Benchmark AudioText

Use benchmarks to compare models and tuning settings after models are already downloaded and loaded. Do not include private audio clips in the repository.

Keep local audio out of git

Put private clips under a local ignored directory:

mkdir -p audio/benchmarks
cp ~/Downloads/clip-1.opus audio/benchmarks/
cp ~/Downloads/clip-2.opus audio/benchmarks/

The repository ignores common audio file extensions and local audio folders.

Run the benchmark CLI

Preload the model first if you want to exclude first-load time from the transcription run:

uv run audiotext models preload cpu-lite
uv run audiotext benchmark run \
  --audio audio/benchmarks/clip-1.opus \
  --audio audio/benchmarks/clip-2.opus \
  --models cpu-lite,cpu-turbo \
  --languages auto,ca,es,en \
  --beam-sizes 1,5 \
  --cpu-threads 0,2,4 \
  --num-workers 1 \
  --vad-modes true,false \
  --output markdown

The command reuses one model manager for the whole run, so repeated cases for the same runtime show cache_hit=true after the first load.
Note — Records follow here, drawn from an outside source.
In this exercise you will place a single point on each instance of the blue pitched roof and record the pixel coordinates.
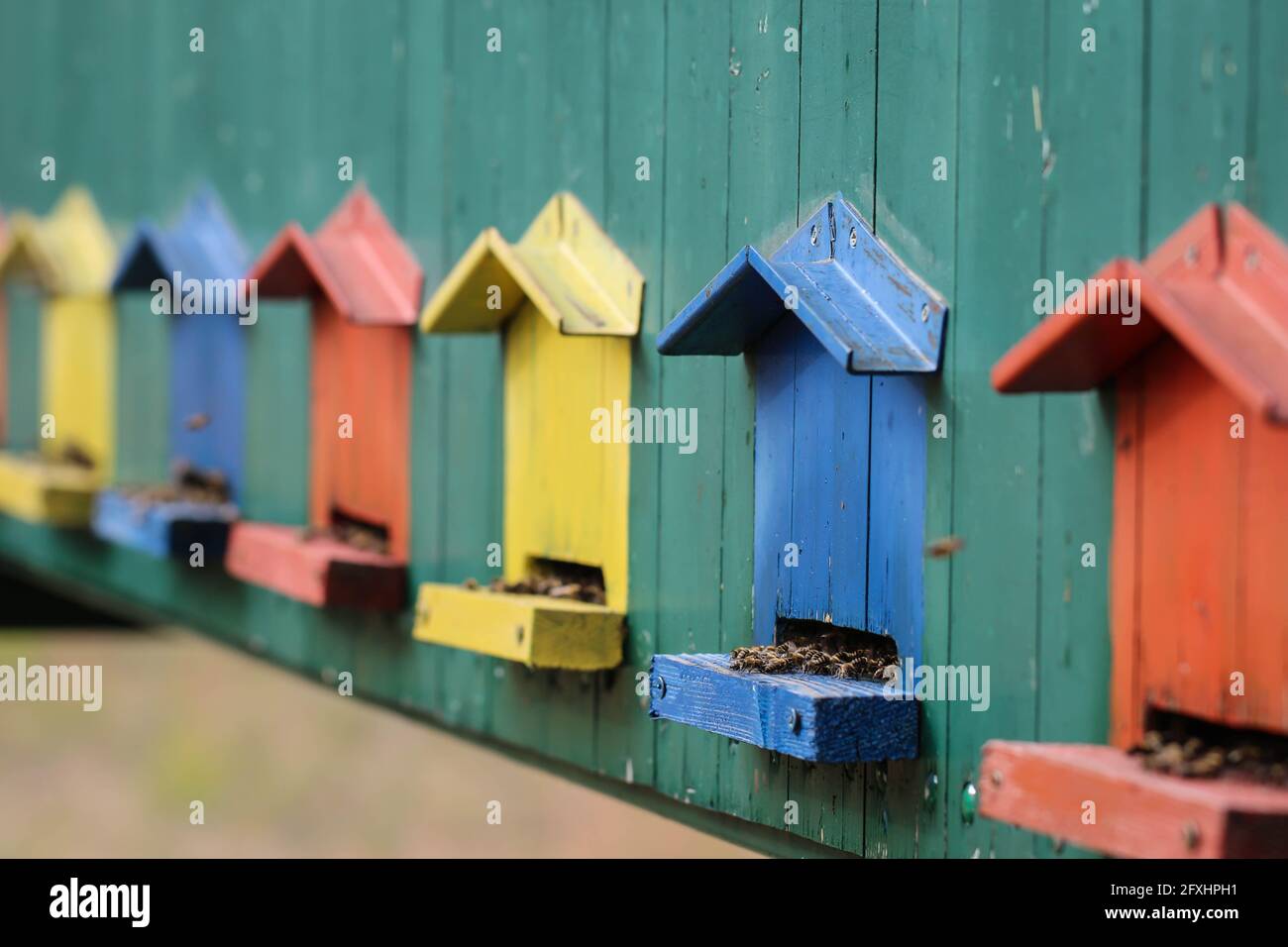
(202, 244)
(854, 295)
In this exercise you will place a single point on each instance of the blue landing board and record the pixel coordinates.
(163, 530)
(803, 715)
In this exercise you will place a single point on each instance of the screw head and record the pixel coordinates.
(970, 802)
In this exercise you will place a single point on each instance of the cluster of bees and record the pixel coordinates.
(550, 586)
(187, 484)
(797, 657)
(1177, 754)
(365, 539)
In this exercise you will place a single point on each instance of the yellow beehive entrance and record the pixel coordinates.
(77, 364)
(69, 257)
(566, 496)
(568, 302)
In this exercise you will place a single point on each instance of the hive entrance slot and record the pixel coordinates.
(365, 535)
(558, 579)
(1190, 748)
(803, 646)
(833, 638)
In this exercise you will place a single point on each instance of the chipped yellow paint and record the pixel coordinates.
(568, 302)
(565, 264)
(535, 630)
(69, 257)
(566, 496)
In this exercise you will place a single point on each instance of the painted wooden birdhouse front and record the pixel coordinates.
(841, 337)
(193, 270)
(69, 257)
(1198, 344)
(365, 286)
(568, 302)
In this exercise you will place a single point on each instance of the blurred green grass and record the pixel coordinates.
(284, 768)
It records wall time, CPU seconds, approximate CPU percent, model load time, transcription time, peak RSS, cache-hit state, and a transcript preview. Use --output json when you want machine-readable results.

Compare speed settings

For the API, compare:

  • forced language=ca, language=es, or language=en against auto,
  • beam_size=1 against larger beams,
  • vad_filter=true against vad_filter=false,
  • cpu_threads=0 against fixed thread counts,
  • num_workers=1 against larger worker counts for concurrent service loads.

Treat model quality as a product benchmark, not just a speed benchmark. Keep a small labelled set of representative clips for manual review or future WER scoring, but do not commit audio or transcripts that contain sensitive data.